What is a brief character sketch of Uncle Podger from Jerome's Three Men in a Boat?

I will definitely try to be more brief than the narrator is during his description of Uncle Podger.  The narrator begins chapter three with a long description of Uncle Podger.  The narrator does this because he tells readers that Harris is exactly like his Uncle Podger, so instead of telling us about Harris, we get to read a long, comical section about his uncle.  


That’s Harris all over—so ready to take the burden of everything himself, and put it on the backs of other people.


He always reminds me of my poor Uncle Podger.



Uncle Podger is the kind of person that considers himself a real handyman, and he wants everybody to know that he's working on a particular project.  



“Oh, you leave that to me.
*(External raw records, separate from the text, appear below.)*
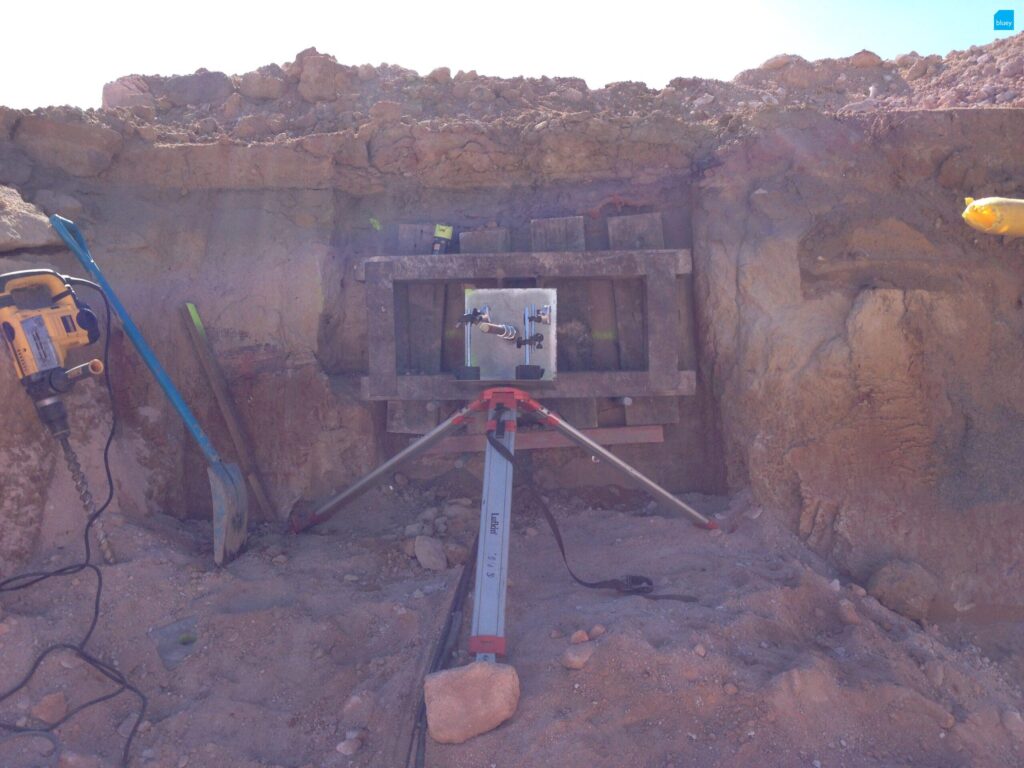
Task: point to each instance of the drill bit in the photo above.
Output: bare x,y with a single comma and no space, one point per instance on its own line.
82,486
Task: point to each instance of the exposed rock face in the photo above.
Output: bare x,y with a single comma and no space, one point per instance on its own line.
905,588
469,700
69,142
873,330
23,225
857,343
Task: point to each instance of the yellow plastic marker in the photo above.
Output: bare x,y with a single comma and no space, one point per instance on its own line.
995,215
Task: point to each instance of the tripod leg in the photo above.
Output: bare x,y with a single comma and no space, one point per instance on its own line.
301,519
487,638
613,461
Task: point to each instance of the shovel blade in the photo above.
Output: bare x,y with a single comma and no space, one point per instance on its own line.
230,511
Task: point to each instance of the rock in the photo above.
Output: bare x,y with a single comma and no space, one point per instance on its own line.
386,112
469,700
127,92
440,76
232,107
1013,68
430,553
349,745
74,760
777,62
75,144
1013,722
904,587
266,82
50,709
57,202
202,88
576,656
919,70
865,104
572,94
429,514
322,78
251,126
865,59
580,636
208,127
848,612
457,553
22,224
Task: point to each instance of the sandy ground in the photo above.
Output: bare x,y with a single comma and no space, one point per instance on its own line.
271,660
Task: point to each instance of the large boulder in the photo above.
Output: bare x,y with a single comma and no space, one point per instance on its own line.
266,82
77,145
322,78
128,91
22,224
202,88
469,700
905,588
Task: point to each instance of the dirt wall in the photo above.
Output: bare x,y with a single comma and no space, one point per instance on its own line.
835,275
857,348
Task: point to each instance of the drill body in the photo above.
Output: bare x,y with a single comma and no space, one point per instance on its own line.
41,320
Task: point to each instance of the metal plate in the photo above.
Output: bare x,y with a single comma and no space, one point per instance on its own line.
498,358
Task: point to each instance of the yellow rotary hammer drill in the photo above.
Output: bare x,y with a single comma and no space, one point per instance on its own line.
41,320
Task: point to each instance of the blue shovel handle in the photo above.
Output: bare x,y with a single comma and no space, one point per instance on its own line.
73,237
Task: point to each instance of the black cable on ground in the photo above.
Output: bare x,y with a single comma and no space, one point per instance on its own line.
24,581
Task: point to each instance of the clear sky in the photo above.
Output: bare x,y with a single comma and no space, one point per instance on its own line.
58,52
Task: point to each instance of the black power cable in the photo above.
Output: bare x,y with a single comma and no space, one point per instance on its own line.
24,581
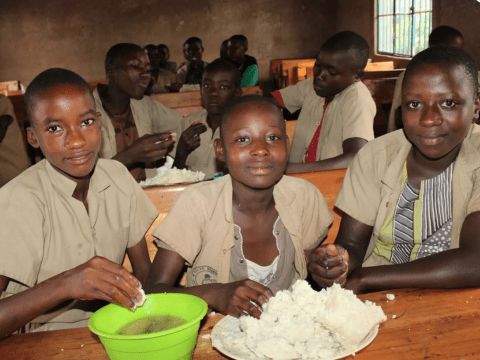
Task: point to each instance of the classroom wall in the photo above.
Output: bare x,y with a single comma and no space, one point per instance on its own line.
464,15
35,35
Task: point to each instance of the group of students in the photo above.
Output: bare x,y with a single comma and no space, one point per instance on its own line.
410,199
166,77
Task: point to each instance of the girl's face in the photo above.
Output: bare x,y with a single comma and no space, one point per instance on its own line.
438,104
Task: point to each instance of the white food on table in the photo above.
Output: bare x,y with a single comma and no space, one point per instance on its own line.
303,324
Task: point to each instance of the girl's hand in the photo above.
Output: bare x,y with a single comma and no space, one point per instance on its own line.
244,297
101,279
328,265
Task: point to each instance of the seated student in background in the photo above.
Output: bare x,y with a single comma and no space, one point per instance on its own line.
411,198
237,46
67,221
137,131
441,35
191,72
13,156
246,235
337,110
197,131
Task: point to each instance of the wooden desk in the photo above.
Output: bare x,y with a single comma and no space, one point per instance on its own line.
429,324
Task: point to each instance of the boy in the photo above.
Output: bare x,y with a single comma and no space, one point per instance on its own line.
191,72
82,214
237,47
411,198
137,131
337,113
248,232
441,35
13,157
198,131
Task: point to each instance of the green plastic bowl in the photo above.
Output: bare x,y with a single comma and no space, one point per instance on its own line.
176,343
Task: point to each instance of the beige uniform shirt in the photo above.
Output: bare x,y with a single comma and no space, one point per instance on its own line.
202,158
45,231
151,117
373,184
349,115
13,156
200,227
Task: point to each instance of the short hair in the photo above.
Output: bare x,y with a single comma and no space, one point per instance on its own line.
240,38
442,35
120,50
350,41
446,54
48,79
224,65
242,100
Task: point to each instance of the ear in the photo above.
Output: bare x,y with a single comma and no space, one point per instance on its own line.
219,153
32,138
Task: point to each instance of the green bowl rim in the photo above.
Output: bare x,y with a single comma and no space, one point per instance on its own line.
198,318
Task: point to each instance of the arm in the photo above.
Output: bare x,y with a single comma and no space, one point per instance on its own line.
232,298
350,148
98,278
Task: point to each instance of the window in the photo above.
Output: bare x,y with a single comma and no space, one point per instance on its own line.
403,26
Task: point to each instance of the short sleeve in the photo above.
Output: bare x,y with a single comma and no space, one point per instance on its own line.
360,195
294,96
181,228
316,218
358,111
21,234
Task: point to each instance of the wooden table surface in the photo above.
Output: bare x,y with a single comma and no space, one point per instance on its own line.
429,324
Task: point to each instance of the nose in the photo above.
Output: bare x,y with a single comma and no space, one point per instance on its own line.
74,139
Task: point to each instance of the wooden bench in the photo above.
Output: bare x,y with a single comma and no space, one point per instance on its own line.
328,182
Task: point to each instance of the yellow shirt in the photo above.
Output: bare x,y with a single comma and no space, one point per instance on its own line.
45,231
13,156
200,227
349,115
373,184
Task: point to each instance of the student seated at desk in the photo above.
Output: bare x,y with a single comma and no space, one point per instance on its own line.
191,72
337,110
13,156
411,198
136,130
237,47
67,221
441,35
197,132
246,235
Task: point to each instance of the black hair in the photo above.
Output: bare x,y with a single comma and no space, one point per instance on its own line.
225,65
48,79
120,50
443,35
352,42
449,55
242,100
240,38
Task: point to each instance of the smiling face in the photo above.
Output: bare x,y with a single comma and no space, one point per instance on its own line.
66,126
218,89
334,71
254,145
438,104
130,74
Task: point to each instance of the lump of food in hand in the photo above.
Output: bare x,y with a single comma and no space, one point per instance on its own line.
151,324
305,324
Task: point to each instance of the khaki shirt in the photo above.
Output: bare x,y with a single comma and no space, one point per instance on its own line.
200,227
349,115
45,231
373,184
202,158
151,117
13,156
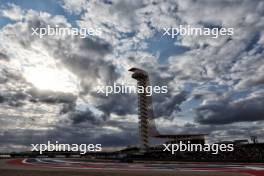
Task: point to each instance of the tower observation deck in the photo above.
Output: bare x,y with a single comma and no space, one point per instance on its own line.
147,127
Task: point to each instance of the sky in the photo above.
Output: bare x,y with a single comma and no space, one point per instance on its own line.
216,85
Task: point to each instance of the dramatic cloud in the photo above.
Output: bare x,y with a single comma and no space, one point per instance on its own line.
47,85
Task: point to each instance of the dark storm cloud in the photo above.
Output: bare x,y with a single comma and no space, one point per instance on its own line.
169,104
51,97
120,104
225,112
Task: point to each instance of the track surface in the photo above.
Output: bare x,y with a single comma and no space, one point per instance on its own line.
254,169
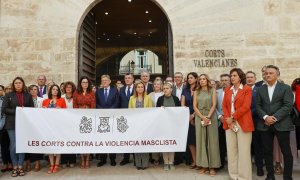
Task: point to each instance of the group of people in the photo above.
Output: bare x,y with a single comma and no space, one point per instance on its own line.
235,117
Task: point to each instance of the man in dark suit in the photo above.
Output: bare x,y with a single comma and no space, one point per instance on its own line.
274,103
107,98
41,85
125,93
145,77
256,135
177,91
178,85
260,83
225,82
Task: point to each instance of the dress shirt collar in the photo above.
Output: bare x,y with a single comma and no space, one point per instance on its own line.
272,85
240,87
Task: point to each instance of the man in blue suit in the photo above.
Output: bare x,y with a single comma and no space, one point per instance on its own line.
145,77
125,93
225,82
41,85
107,98
274,102
256,135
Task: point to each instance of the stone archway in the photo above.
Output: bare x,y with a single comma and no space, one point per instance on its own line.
167,45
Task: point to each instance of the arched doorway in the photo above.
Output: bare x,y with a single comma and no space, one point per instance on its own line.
113,28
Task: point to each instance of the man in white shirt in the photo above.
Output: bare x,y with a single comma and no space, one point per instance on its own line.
225,82
274,103
256,135
178,86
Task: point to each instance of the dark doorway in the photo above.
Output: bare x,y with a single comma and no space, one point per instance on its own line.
123,26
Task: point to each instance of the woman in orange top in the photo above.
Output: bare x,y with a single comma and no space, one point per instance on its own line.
84,97
54,101
238,125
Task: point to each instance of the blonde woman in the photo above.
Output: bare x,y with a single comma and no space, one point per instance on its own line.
168,100
140,99
207,141
157,92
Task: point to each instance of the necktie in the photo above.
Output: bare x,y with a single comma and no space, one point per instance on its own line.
128,91
105,94
41,92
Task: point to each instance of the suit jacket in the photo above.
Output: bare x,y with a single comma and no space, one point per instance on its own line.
259,83
219,109
44,91
255,117
149,88
160,101
112,99
124,100
147,102
280,107
60,102
9,108
242,103
174,90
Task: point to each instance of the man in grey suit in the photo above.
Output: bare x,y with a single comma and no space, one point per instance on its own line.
225,82
178,85
274,103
Don’t you, any of you, worry yourselves about that. I’ll do all that.”



The project in this particular case is the simple act of hanging a picture on the wall.  Instead of just getting the tape measure, level, hammer, and nail himself and hanging the picture within ten minutes, Uncle Podger recruits the entire family to help him with the job.  He sends a person out to get a nail, a different person to get the hammer, a different person to do something else, etc.  



“Now you go and get me my hammer, Will,” he would shout; “and you bring me the rule, Tom; and I shall want the step-ladder, and I had better have a kitchen-chair, too; and, Jim! you run round to Mr. Goggles, and tell him, ‘Pa’s kind regards, and hopes his leg’s better; and will he lend him his spirit-level?’ And don’t you go, Maria, because I shall want somebody to hold me the light; and when the girl comes back, she must go out again for a bit of picture-cord; and Tom! — where’s Tom?—Tom, you come here; I shall want you to hand me up the picture.”



He doesn't perform any task completely by himself, and when he does, he messes it up.  In the narrator's example, Uncle Podger finally gets to the point of actually hitting the nail in the wall; however, he hits his finger instead of the nail.  Then he puts the hammer through the wall because he hit the nail too hard.  By the time the job is finished, hours have passed by, and the picture isn't even on the wall straight.  



Then we had to find the rule and the string again, and a new hole was made; and, about midnight, the picture would be up—very crooked and insecure, the wall for yards round looking as if it had been smoothed down with a rake, and everybody dead beat and wretched—except Uncle Podger.



Basically, Uncle Podger is the kind of person that can't do simple tasks, but he thinks he can.  Additionally, he's the kind of person that makes simple tasks more complex because of the number of people he recruits to help him do the simple task.  


The narrator sees this trait in Harris, so when Harris says that he'll do a simple job and asks for the narrator's help, the narrator immediately puts a stop to what he believes will be an ensuing fiasco.  



“Now, the first thing to settle is what to take with us. Now, you get a bit of paper and write down, J., and you get the grocery catalogue, George, and somebody give me a bit of pencil, and then I’ll make out a list.”


[...]


“No; you get the paper, and the pencil, and the catalogue, and George write down, and I’ll do the work.”